Luiz Felipe Scolari no banco de reservas durante a final da Libertadores 2000 - Evelson de Freitas/Folhapress
Luiz Felipe Scolari no banco de reservas durante a final da Libertadores 2000 Imagem: Evelson de Freitas/Folhapress

Diego Salgado

Do UOL, em São Paulo

13/06/2020 04h00

Uma passagem de três anos marcados por títulos históricos do Palmeiras chegou ao fim há 20 anos. Em junho de 2000, Luiz Felipe Scolari deixou o clube alviverde rumo ao Cruzeiro e abriu caminho para Flávio Murtosa ser campeão na sequência.

Felipão se despediu do Palmeiras depois de duas derrotas em duelos de mata-mata. No dia 21 de junho daquele ano, o Palmeiras perdeu a chance de ser bicampeão da Libertadores ao empatar sem gols com o Boca Juniors no Morumbi e ser derrotado nos pênaltis.

Seis dias depois, o algoz palmeirense foi o São Paulo, nas quartas de final da Copa do Brasil. O rival venceu os dois jogos: 2 a 1 no Morumbi e 3 a 2 no Palestra Itália.

Semanas depois, o treinador foi anunciado pelo Cruzeiro. Felipão, entretanto, deixou o seu braço direito no comando do Palmeiras, que disputou a primeira edição da Copa dos Campeões em julho. O torneio reunia os vencedores regionais do Brasil e dava vaga na Libertadores 2001.

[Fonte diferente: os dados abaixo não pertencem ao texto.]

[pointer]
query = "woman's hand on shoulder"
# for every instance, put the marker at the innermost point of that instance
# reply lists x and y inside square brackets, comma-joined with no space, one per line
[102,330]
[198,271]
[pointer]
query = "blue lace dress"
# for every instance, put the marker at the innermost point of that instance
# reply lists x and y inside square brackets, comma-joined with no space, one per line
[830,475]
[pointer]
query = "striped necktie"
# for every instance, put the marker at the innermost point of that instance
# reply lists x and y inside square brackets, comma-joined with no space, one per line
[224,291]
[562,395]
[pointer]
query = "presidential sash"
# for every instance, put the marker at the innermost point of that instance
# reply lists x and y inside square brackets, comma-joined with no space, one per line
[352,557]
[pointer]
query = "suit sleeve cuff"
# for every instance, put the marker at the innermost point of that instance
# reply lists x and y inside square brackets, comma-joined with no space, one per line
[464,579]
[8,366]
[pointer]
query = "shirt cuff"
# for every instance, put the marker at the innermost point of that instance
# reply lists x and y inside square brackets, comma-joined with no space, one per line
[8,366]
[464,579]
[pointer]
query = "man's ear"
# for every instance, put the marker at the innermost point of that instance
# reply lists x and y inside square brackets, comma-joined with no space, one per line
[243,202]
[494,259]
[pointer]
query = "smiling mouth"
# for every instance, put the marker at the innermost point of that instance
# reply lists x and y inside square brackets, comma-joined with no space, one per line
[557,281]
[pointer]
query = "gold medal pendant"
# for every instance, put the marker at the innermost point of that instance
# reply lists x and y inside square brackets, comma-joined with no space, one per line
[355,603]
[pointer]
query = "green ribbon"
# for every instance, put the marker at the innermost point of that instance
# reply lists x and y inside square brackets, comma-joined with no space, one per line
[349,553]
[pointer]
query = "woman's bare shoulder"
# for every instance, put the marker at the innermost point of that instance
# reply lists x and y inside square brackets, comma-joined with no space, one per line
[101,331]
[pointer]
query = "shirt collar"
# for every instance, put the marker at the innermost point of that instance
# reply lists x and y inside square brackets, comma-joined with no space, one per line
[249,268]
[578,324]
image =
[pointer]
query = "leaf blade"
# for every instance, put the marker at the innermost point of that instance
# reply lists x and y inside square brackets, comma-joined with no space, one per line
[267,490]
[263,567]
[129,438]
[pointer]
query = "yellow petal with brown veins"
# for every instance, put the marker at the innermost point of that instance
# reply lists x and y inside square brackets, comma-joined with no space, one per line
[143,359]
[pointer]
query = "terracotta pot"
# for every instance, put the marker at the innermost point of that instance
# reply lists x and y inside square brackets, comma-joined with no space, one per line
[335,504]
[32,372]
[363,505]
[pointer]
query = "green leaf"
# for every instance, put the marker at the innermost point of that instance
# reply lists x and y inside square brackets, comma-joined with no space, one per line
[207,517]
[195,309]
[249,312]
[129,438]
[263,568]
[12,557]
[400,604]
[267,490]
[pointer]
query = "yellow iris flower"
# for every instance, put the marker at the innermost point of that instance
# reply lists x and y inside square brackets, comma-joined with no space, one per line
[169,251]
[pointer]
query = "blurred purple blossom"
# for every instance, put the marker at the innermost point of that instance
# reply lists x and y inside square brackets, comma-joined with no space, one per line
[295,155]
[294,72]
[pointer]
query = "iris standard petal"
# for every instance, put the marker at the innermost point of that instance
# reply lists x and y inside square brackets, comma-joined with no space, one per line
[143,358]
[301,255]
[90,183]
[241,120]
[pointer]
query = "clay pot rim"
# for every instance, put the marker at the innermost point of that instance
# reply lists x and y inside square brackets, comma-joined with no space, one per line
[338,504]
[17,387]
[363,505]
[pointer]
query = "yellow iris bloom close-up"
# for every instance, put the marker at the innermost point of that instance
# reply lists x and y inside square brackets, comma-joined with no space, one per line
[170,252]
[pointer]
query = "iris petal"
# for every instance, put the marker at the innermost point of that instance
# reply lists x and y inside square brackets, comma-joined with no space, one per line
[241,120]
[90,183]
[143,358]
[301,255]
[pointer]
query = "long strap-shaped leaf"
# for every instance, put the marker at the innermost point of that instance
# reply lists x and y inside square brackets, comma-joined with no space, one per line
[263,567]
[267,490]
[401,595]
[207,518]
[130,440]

O Palmeiras de Murtosa eliminou o Cruzeiro no primeiro mata-mata — o time mineiro ainda não tinha Felipão no banco de reservas e fora comandado por Alexandre Barroso. O time alviverde eliminou o Flamengo na semifinal e, na decisão em jogo único, fez 2 a 1 no Sport, no estádio Rei Pelé, em Maceió, com gols de Asprilla e Alberto.

Apesar do título nacional, Murtosa se juntou a Felipão no Cruzeiro. O Palmeiras, com isso, contratou Marco Aurélio, campeão da Copa do Brasil justamente pelo Cruzeiro naquele mesmo mês. O treinador levou o time alviverde à final da Copa Mercosul, mas viu o Vasco aplicar uma virada heroica no Palestra Itália.

Marco Aurélio ficou à frente da equipe até fevereiro de 2001, quando foi substituído por Celso Roth. Já Felipão voltaria ao Palmeiras em junho de 2010, com Murtosa como auxiliar. A passagem durou até setembro de 2012, em meio à campanha do rebaixamento no Brasileirão. O técnico pentacampeão retornou para uma terceira passagem em 2018, marcada pelo título brasileiro. Ela durou pouco mais de 13 meses.